Presque tous ses textes, dont certains sont splendides (notamment, dans Society, ceux sur le coup de foudre et la pornographie), sont écrits comme au fil de l’inconscient. Il s’engage dans des questionnements passionnants, mais laisse chacun en suspens, l’abandonne presque toujours en cours de route. Il procède en intriquant et en traitant simultanément une telle multiplicité de questions qu’il est naturellement impossible de le suivre. Ces questions, qui comportent déjà leur difficulté intrinsèque, pourraient aisément être abordées de manière successive, pour épargner au lecteur une difficulté, elle, parfaitement artificielle.

En outre, les démonstrations de Mehdi Belhaj Kacem sont trop souvent interrompues par des règlements de compte personnels avec tel ou tel philosophe contemporain, dans lesquels toute rigueur philosophique est abdiquée. Dans Ironie et vérité, c’est le cas notamment avec Baudrillard et Tiqqun, dans des pages très piteuses où la confusion atteint son sommet et où l’auteur prétend réfuter des thèses qu’il n’est pas même capable (ou du moins le feint-il) d’exposer de manière cohérente et fidèle.

Mehdi Belhaj Kacem se refuse par ailleurs presque toujours à définir rigoureusement ses concepts avant d’en user. Il estime peut-être que tout ce qui est, même vaguement, linéaire, est par là même nécessairement réactionnaire et haïssable. Cela me semble faux. Enfin, je trouve dommageable à sa pensée son recours très fréquent à l’argument d’autorité (du genre : Lacan l’a dit, donc c’est vrai), quel que soit le coefficient d’ironie dont cet usage peut être affecté, ainsi que sa tendance à céder plus qu’à son tour au « prestige de la belle formule », incompréhensible de préférence.
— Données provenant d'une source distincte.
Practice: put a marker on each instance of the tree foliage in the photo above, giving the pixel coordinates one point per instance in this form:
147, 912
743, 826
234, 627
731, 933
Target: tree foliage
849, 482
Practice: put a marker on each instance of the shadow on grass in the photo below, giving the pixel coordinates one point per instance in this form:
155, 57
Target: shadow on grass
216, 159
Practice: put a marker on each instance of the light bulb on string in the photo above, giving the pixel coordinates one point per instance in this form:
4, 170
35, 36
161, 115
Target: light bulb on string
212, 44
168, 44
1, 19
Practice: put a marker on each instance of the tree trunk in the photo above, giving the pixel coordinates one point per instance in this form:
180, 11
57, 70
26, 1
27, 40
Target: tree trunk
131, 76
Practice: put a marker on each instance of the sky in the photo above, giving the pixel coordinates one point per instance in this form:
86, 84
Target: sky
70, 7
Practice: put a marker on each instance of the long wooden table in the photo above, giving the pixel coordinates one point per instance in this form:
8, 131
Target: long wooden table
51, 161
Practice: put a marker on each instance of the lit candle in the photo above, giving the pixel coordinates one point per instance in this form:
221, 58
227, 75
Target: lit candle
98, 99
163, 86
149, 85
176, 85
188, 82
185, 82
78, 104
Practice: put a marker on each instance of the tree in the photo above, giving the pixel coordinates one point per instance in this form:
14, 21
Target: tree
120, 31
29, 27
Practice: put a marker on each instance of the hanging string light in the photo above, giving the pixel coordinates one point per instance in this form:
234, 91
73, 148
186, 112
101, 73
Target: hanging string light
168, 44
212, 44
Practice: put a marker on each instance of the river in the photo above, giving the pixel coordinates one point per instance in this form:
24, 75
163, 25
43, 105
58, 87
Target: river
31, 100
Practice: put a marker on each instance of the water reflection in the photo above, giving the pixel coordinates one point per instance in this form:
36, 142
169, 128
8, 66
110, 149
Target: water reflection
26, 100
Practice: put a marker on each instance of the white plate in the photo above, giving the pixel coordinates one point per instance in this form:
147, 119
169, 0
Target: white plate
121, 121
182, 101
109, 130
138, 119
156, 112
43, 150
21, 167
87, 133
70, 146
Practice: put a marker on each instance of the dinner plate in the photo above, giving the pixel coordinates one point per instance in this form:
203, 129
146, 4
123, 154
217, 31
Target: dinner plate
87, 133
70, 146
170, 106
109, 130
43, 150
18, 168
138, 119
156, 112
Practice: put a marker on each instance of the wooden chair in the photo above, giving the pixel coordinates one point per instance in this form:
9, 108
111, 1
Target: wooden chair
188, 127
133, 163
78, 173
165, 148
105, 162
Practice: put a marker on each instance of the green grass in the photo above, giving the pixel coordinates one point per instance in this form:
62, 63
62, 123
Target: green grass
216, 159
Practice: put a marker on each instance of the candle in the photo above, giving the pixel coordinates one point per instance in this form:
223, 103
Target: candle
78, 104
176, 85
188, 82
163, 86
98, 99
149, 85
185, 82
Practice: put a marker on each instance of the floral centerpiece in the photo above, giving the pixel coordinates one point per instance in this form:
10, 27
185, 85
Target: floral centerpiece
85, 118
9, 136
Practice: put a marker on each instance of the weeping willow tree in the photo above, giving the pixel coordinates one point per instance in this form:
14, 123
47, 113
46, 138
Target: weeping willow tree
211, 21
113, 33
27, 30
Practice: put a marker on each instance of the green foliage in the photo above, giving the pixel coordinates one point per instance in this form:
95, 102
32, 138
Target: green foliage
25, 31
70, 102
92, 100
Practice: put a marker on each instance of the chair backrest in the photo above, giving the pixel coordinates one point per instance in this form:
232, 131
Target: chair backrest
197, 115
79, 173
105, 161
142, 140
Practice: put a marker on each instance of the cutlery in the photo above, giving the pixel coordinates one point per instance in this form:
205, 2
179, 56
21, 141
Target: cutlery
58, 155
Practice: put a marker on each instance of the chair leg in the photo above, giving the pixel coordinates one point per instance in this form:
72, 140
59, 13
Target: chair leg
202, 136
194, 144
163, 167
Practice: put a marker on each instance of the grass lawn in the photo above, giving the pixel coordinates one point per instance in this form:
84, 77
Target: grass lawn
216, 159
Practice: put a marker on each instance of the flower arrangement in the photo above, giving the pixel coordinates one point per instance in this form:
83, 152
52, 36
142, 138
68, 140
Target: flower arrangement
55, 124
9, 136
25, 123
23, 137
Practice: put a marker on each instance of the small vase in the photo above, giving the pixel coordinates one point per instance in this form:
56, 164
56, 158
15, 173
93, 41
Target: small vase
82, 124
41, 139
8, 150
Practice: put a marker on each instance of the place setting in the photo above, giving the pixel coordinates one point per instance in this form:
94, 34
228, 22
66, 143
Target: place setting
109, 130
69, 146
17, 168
En dépit de tout cela, il y a beaucoup de belles pages dans Ironie et vérité, sur Socrate par exemple, ou sur la pièce tardive de Marivaux Les acteurs de bonne foi. Hélas, Mehdi Belhaj Kacem réserve pour finir à l’ironie le même sort qu’à ses autres concepts. Il en propose plusieurs définitions manifestement (ironiquement ?) contradictoires entre elles, en laissant à la perspicacité du lecteur le soin de les articuler elle-même – c’est-à-dire de faire son boulot dialectique à sa place. Son ouvrage ne propose ainsi aucun critère distinctif permettant de discerner pourquoi la « grande ironie » est grande, et vraie, et pourquoi « l’ironie de masse » ne l’est pas. Si ce qu’il nomme « l’indiscernable » ou « l’indécidable » de la vérité, ce sont cette confusion et cette overdose de paradoxes, je ne peux que m’inscrire en faux contre son concept de vérité.

Mehdi Belhaj Kacem est l’un des êtres les plus doués de sa génération. Son talent mérite beaucoup mieux. Puisse-t-il guérir promptement de ses overdoses d’abysses, briller moins afin d’éclairer davantage le vulgaire – ses frères mortels.